Britney Spears is an American pop star who rose to fame in the late 1990s at the age of 17 with her music, performances, and fashion. Spears was a prominent figure.

in celebrity gossip magazines, a genre which grew to prominence alongside and, in many ways, because of Spears. The distinct aesthetic and style of celebrity gossip magazines involved stories, blurbs, and images which wielded praise and shame—directly and indirectly—as tools to enforce norms and expectations for both female celebrities and female readers. Through a critical discourse analysis of 378 People and Us articles throughout the first ten years of Spears’s career, this study sought to understand how the framing and shaming of Spears by the magazines evolved over time in conjunction with her gender, race, class, and origin. The analysis found that the magazines initially heralded Spears as an Americana princess, an emblem of the American Dream and New Southern Belle. Spears was praised throughout the first three years of the coverage for performing white southern womanhood the ‘correct’ or ‘right’ way; she was a “good,” beautiful girl who had promised to remain abstinent until marriage, was dating her childhood love, and was absolutely beautiful.

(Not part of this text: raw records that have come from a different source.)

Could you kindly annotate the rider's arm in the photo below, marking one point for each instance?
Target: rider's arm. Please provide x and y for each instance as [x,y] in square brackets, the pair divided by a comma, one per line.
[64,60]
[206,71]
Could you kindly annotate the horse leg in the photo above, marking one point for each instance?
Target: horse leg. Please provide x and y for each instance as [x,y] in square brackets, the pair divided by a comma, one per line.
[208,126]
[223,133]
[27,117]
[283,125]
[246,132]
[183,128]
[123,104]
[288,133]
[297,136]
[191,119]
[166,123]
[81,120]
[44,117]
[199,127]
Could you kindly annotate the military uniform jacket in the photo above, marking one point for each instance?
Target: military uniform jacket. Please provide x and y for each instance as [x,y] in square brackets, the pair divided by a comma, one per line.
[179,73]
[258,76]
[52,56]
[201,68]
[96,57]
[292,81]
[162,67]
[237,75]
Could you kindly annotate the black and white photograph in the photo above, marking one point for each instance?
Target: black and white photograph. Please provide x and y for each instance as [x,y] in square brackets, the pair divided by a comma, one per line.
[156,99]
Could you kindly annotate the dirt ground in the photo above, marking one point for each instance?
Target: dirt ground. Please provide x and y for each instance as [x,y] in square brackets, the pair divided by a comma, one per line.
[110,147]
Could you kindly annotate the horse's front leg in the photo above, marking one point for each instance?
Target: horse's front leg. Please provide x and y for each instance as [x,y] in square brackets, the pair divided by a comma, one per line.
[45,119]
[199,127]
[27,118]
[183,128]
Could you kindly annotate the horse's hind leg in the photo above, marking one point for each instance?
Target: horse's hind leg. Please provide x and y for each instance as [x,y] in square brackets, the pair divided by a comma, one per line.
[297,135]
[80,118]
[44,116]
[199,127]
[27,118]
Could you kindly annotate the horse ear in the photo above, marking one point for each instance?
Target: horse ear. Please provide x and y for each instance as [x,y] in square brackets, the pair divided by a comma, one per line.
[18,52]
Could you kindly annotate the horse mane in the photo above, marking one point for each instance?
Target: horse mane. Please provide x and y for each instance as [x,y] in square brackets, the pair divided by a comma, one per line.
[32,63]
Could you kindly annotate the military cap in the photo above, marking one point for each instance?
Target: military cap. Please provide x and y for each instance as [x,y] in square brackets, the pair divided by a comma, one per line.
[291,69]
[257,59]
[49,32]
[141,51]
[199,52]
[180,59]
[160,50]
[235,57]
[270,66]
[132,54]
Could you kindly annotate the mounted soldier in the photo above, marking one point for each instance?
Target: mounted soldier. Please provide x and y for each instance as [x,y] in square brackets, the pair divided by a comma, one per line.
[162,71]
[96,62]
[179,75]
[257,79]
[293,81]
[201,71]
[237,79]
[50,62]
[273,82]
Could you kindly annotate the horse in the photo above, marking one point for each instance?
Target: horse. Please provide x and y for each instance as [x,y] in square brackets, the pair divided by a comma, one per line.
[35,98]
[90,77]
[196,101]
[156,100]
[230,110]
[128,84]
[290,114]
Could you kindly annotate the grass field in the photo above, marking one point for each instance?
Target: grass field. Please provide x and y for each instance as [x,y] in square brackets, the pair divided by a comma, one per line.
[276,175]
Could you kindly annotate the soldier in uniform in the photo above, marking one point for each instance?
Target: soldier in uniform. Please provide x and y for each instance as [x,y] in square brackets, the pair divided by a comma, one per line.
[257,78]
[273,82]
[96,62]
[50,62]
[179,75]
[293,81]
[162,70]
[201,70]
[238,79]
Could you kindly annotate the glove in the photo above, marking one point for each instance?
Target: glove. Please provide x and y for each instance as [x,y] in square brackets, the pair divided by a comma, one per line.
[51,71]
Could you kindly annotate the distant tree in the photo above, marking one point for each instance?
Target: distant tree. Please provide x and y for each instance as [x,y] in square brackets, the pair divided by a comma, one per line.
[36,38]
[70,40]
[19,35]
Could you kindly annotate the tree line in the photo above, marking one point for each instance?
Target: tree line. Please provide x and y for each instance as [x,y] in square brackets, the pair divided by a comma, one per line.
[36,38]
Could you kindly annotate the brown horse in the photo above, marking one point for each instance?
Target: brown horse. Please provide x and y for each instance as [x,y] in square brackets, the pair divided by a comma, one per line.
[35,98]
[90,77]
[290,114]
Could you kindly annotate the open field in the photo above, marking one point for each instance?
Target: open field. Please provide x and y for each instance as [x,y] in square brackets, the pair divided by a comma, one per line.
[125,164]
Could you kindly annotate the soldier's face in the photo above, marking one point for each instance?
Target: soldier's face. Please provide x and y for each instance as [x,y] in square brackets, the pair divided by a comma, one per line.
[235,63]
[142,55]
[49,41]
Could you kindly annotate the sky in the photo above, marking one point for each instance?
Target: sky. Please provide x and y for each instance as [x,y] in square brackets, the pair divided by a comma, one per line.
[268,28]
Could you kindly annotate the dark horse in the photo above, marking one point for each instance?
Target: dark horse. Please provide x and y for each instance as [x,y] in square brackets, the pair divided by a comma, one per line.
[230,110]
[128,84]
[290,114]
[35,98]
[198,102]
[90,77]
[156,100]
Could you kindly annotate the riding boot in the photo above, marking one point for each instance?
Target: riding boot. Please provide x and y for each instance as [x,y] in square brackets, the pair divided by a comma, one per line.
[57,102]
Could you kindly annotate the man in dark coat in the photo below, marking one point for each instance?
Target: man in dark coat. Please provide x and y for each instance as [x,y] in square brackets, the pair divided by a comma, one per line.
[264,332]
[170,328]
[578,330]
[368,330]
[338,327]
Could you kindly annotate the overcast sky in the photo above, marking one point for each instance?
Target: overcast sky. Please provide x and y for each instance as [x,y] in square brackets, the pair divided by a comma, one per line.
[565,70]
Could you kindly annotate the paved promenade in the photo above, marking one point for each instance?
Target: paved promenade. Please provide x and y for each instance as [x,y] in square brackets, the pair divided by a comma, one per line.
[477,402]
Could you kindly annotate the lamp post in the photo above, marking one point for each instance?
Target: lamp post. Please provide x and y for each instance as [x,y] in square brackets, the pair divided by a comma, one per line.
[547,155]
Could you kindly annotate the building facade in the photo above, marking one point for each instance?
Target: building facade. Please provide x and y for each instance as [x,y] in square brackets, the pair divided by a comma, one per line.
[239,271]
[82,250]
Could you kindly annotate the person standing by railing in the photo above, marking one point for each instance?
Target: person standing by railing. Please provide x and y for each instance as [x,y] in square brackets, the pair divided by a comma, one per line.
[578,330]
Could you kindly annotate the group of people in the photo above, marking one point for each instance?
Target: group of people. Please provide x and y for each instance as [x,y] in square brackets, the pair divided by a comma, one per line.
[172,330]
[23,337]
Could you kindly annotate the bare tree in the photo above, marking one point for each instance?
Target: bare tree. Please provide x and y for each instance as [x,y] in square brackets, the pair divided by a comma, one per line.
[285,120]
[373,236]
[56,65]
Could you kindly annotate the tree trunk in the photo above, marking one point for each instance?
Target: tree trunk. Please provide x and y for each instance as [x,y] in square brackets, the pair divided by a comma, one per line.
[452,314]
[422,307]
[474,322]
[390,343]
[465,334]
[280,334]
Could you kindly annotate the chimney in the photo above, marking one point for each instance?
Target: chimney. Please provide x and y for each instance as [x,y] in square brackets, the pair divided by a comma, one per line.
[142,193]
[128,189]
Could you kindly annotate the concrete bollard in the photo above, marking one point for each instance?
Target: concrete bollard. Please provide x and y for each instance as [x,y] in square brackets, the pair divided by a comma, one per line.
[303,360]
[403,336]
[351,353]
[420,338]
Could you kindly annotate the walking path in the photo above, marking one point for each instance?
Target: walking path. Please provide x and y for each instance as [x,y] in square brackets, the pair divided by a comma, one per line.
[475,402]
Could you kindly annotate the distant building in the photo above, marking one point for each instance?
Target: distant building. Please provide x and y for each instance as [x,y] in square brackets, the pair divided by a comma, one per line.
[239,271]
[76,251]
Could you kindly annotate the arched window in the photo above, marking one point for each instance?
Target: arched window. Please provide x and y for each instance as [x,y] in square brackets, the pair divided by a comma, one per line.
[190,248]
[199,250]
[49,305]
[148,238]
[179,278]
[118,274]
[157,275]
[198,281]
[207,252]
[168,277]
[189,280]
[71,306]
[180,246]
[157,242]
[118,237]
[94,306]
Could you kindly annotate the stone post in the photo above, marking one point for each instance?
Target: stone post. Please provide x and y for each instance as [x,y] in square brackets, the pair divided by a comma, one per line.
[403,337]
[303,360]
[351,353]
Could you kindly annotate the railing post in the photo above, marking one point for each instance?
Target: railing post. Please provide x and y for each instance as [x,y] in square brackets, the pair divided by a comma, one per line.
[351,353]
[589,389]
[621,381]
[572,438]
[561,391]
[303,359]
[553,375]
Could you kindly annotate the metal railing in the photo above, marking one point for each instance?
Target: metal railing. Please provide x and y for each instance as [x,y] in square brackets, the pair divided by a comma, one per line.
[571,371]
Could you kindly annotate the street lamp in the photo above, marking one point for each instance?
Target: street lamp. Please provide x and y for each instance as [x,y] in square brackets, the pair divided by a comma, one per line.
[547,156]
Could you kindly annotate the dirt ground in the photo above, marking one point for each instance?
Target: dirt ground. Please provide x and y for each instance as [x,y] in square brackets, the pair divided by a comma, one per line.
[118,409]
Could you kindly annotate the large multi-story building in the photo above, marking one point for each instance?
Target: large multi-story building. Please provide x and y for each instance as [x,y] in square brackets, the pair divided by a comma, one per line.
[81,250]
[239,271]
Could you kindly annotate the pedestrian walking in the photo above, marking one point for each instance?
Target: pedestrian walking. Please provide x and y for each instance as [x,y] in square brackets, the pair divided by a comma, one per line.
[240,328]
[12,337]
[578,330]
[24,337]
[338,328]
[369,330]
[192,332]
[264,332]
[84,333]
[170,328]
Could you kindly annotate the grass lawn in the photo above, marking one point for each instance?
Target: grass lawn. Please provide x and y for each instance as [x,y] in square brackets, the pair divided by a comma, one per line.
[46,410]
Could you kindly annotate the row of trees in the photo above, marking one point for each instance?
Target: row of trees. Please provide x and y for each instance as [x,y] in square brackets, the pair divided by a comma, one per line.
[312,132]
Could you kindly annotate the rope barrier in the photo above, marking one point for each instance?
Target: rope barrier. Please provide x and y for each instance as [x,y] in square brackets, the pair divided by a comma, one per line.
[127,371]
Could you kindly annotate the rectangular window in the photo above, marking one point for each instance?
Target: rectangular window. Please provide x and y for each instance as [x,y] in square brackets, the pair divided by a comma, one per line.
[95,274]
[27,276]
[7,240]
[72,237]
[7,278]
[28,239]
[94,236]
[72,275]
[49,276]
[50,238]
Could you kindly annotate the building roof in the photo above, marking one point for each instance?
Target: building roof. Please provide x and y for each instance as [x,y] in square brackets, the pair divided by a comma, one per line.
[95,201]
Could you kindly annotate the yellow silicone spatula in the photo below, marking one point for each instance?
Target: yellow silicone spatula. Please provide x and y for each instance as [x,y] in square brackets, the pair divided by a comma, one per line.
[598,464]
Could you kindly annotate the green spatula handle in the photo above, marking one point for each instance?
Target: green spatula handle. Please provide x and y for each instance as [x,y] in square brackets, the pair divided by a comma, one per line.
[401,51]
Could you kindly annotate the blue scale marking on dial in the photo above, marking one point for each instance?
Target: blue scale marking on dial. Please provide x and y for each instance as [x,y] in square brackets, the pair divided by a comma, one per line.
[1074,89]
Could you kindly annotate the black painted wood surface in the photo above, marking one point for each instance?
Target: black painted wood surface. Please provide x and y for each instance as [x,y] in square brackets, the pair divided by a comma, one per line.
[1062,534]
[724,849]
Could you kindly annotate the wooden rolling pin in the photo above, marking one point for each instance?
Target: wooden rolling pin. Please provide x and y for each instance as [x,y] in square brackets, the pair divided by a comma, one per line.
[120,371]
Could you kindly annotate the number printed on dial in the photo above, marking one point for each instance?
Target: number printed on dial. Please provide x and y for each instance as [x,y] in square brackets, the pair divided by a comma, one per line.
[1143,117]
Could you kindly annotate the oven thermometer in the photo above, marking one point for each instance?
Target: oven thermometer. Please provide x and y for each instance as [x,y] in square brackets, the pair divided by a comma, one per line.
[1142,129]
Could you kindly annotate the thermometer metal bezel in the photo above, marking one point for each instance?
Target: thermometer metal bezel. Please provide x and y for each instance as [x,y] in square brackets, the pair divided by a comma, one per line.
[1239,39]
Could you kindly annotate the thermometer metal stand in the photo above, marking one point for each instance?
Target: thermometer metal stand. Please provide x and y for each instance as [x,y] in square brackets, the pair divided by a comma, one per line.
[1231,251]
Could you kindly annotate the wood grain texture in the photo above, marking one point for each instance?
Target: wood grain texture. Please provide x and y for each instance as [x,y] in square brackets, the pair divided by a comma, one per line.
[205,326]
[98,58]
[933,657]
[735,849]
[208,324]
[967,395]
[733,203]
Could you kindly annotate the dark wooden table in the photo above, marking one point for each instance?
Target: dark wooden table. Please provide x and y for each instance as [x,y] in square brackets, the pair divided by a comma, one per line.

As Spears later failed to meet such impossible, strict expectations and began to perform white southern womanhood the ‘wrong’ way by, for example, having sex before marriage and gaining weight, the shaming of Spears began. Overall, this study found that (1) the different types of shaming which were implemented by the magazines in the coverage of Spears, including sexual or slut shaming, body shaming, maternal shaming, and mental illness shaming, were all inextricably linked, both to one another but also to Spears’s race, gender, class, and origin, and (2) the magazines’ (dis)approval of Spears’s behavior set norms for female readers through the idolization and later alienation of Spears.